Pew recently found that the number of women 18-34 saying that having a successful marriage is one of the most important things rose from 28 percent to 37 percent since 1997. The number of young adult men saying the same thing dropped from 35 percent to 29 percent in the same time. Wow, that is a sorry testament to the state of both sexes. Only 29 percent of dudes even want a successful marriage, or are placing it behind getting a Harley or a Corvette. I'm sorry, but feminism is not the only problem here. I guess I'm naive but I would think any man would have a meaningful relationship with a young woman at the top of his list. Sorry, I don't buy that that 71% meant they actually want to love a non feminist.


[QUOTE]
Moreover, the link between marriage and childrearing has become disconnected in the minds of the so-called Millennial generation, those between 18 and 29. While 52 percent of Millennials say being a good parent is “one of the most important things” in life, just 30 per cent say the same about having a successful marriage, an attitudinal survey found.

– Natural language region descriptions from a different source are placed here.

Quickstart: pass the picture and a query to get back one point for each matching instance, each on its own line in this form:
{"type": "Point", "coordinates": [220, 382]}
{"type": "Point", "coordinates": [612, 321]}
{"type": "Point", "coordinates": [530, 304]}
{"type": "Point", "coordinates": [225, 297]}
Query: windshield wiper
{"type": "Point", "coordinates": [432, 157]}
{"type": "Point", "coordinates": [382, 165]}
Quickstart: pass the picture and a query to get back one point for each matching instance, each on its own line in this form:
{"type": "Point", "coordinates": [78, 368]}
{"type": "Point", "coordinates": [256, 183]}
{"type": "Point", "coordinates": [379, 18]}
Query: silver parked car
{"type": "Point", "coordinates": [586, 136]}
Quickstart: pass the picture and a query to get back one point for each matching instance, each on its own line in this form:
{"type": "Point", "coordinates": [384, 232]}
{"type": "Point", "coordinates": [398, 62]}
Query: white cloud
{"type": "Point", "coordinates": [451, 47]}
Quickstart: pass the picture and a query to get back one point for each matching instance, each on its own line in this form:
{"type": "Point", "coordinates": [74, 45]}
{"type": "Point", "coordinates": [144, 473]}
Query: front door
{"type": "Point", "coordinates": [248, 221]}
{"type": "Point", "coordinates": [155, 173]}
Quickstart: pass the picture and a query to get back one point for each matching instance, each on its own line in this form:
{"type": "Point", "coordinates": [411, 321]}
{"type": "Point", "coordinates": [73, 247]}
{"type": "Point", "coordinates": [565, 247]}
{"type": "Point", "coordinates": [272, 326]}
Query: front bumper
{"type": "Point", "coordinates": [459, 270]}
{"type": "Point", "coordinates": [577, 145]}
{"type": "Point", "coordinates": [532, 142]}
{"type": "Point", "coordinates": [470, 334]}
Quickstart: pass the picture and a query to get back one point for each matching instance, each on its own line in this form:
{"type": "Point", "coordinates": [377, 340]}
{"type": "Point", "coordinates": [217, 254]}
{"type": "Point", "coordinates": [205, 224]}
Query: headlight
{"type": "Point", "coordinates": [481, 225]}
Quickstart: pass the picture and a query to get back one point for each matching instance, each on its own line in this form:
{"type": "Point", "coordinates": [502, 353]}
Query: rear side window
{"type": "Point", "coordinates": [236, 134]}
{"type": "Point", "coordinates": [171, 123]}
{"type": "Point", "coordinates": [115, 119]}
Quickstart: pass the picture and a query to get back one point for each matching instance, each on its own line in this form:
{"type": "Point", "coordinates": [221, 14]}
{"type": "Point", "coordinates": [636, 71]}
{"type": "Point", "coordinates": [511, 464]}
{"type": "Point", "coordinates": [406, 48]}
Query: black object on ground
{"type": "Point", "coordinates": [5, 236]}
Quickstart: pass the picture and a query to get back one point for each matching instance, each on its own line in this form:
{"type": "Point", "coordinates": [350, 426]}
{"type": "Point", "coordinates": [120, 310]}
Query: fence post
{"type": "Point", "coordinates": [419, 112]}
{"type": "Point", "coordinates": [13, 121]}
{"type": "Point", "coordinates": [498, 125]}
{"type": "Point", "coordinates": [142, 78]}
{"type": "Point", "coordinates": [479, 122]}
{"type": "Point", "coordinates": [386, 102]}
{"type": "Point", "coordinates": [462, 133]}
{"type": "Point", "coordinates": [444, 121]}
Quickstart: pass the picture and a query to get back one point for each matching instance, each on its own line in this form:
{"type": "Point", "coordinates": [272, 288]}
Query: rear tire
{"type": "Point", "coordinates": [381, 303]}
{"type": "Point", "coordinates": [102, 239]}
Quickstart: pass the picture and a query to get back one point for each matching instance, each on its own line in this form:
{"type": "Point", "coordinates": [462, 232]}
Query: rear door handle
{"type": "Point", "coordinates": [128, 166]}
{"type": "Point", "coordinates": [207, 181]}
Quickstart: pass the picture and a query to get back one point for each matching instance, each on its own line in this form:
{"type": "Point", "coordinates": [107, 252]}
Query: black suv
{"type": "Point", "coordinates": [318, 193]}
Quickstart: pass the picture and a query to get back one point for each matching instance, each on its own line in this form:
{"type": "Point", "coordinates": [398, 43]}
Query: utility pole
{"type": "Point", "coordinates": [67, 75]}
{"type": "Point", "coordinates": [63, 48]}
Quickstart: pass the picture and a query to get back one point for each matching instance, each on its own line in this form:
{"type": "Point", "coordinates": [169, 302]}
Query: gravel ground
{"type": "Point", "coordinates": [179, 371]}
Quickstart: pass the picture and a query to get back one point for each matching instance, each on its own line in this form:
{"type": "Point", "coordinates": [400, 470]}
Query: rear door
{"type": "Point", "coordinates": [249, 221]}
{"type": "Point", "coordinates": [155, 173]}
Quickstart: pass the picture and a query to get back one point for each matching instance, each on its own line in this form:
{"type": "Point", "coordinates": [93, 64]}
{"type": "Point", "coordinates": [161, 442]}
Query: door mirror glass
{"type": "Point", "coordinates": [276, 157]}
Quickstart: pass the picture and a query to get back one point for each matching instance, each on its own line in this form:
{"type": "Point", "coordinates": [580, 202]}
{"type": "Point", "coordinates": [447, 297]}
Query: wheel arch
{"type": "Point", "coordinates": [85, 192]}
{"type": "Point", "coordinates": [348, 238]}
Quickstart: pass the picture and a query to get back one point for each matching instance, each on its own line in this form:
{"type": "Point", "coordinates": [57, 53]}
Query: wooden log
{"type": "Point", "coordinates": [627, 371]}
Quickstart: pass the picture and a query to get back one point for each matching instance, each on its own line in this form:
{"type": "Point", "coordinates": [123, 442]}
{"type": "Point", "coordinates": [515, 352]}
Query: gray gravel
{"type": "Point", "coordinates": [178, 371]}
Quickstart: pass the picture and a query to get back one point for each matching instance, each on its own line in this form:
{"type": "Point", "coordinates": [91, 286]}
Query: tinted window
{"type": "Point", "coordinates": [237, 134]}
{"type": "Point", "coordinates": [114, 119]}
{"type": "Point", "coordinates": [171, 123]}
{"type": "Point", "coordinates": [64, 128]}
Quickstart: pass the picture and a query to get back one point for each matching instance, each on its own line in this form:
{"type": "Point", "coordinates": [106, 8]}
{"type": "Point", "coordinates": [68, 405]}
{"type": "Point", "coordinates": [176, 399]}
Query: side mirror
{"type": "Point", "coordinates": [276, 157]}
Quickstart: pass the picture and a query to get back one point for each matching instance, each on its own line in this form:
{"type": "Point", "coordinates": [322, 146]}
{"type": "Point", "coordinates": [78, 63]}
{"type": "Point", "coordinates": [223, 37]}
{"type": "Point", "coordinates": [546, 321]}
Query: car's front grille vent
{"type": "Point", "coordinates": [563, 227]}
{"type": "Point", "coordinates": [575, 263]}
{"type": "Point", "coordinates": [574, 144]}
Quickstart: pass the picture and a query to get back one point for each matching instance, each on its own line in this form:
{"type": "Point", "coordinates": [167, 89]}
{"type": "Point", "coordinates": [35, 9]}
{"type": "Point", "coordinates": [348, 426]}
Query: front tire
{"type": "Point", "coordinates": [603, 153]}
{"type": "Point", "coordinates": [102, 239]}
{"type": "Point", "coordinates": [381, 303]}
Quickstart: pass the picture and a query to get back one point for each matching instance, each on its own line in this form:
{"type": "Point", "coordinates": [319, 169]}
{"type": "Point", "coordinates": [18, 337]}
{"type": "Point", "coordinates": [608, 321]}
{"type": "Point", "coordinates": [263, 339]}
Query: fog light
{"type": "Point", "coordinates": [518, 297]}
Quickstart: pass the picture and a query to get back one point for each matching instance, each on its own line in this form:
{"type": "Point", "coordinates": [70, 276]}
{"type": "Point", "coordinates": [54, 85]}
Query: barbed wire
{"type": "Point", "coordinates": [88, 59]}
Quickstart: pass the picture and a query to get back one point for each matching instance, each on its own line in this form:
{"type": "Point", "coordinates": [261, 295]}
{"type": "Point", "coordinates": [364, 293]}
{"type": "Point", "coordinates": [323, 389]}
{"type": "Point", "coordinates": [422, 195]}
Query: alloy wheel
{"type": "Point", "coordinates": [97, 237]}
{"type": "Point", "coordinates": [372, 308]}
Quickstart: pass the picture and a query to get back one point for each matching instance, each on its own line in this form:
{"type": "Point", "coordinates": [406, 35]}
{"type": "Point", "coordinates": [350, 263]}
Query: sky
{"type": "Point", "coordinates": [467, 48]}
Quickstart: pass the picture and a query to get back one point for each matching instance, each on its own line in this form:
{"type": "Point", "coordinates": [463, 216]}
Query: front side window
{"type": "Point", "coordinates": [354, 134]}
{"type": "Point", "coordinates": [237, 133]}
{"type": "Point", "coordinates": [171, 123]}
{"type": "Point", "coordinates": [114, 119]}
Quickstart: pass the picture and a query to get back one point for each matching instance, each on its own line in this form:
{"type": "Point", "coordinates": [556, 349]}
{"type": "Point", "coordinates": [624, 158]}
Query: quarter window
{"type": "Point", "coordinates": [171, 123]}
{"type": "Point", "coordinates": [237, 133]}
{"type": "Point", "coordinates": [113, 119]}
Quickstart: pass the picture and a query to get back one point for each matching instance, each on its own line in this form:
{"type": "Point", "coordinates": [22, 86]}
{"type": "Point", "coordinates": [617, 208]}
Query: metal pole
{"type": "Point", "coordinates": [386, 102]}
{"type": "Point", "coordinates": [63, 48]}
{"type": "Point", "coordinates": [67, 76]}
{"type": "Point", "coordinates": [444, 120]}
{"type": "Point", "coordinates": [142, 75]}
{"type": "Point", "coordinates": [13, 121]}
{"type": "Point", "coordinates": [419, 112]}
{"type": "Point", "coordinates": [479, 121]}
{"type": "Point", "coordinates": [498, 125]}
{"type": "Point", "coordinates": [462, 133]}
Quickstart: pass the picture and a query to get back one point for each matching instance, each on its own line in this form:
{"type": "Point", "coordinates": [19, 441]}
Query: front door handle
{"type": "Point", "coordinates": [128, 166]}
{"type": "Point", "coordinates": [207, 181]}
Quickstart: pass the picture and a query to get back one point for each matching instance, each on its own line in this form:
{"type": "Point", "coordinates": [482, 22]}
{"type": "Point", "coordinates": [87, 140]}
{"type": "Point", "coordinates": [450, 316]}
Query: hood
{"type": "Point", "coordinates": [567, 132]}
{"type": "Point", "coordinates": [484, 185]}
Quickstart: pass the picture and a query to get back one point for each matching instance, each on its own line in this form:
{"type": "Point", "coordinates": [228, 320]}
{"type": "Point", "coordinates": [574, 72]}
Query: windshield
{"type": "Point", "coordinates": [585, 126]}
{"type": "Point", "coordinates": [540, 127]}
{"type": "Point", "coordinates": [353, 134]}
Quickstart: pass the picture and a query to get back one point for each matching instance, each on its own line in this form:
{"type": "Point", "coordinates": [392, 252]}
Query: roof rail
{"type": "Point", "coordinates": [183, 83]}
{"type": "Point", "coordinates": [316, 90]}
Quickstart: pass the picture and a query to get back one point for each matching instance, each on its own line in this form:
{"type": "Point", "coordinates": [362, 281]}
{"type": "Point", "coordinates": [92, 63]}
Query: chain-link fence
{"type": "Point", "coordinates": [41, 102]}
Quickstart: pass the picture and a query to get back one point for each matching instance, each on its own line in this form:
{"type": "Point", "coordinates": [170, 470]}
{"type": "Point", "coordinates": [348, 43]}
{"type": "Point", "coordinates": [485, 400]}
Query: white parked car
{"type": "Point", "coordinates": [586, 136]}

The gap, of 22 percentage points, between the value Millennials place on parenthood over marriage, was just 7 points in 1997. The research found that Millennials, many of whom are the children of divorce and single-parenthood themselves, are also less likely than their elders to say that a child needs both a father and mother at home, that single parenthood and unmarried couple parenthood are bad for society. SMH. So a mere 52% of potential parents think that responsibility is important. Nice. And they are buying into a broken home being actually a good thing. The 22 percent who think being a good spouse isn't important but being a good parent is are truly lost souls. Loving your spouse is the best gift you can ever give your kids. This generation is so lost.

DamianTV
07-25-2017, 08:48 AM
I thought it may be because Americans, on average, both women and men, are just FATTER and that much less attractive to the opposite sex! Or same sex, or Trans, or just fucking whatever the MSM glorifies and throws at us now!

Feeding the Abscess
07-27-2017, 06:59 AM
I thought it may be because Americans, on average, both women and men, are just FATTER and that much less attractive to the opposite sex! Or same sex, or Trans, or just $#@!ing whatever the MSM glorifies and throws at us now!

I'll co-sign that.

I saw an article and graphic the other day that broke down the average number of sexual partners before marriage for an individual (may have just been for women) over the last few decades, and over the last couple of decades, the number of virgins before marriage has risen, but so has the number of people with 10+ partners. The increasing amount of overweight people could well push the extremes of the sexual experience spectrum.